Supreme Court Rejects Religious Liberty Challenge To New York Vaccine Mandate
The Supreme Court rejected Monday a challenge from New York health care workers who argued their state’s vaccine mandate violated their religious liberty.
The decision is only the most recent example of SCOTUS’ trend of not getting in the way of state-level vaccine mandates. Health care workers sought to obtain exemptions from receiving the vaccine, arguing the mandate forced them to choose between their faith and their jobs, but the court’s 6-3 decision rejected that argument.
The majority did not explain its decision, as is common when the court simply declines to hear a case. The dissenters, Justices Clarence Thomas, Samuel Alito and Neil Gorsuch, argued the mandate would only serve to ostracize religious Americans.
“Now, thousands of New York healthcare workers face the loss of their jobs and eligibility for unemployment benefits,” the justices wrote, according to The Associated Press.

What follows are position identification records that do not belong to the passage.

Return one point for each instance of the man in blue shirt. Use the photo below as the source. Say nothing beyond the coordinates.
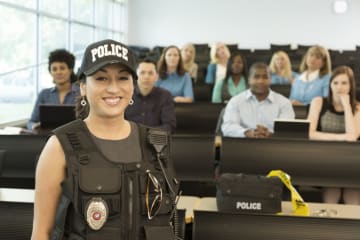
(252, 112)
(153, 106)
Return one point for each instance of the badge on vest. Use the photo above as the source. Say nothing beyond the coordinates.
(96, 213)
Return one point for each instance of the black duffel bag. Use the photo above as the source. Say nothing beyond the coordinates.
(248, 193)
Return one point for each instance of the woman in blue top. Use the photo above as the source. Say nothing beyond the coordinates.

“Today, our Nation faces not a world war but a pandemic. Like wars, though, pandemics often produce demanding new social rules aimed at protecting collective interests — and with those rules can come fear and anger at individuals unable to conform for religious reasons,” Gorsuch wrote.
The decision mirrors the court’s decision in October to refuse to block a similar state-level vaccine mandate in Maine. (RELATED: Border Patrol Agents Could Be Fired If They Don’t Get Vaccinated For COVID-19)
President Joe Biden imposed a federal vaccine mandate in September requiring all companies with more than 100 employees to ensure their workers are either vaccinated or take a weekly COVID-19 test. The mandate would affect roughly 100 million Americans.
All major portions of the mandate are currently held up in federal courts, however, with federal judges across the country issuing stays on enforcement until the issue can be litigated. The mandate is currently making its way through the federal court system and will almost certainly be appealed to the Supreme Court.
“We’re going to protect vaccinated workers from unvaccinated co-workers,” Biden said when introducing the mandate. “We’ll reduce the spread of COVID-19 by increasing the share of the workforce that’s vaccinated in business all across America.”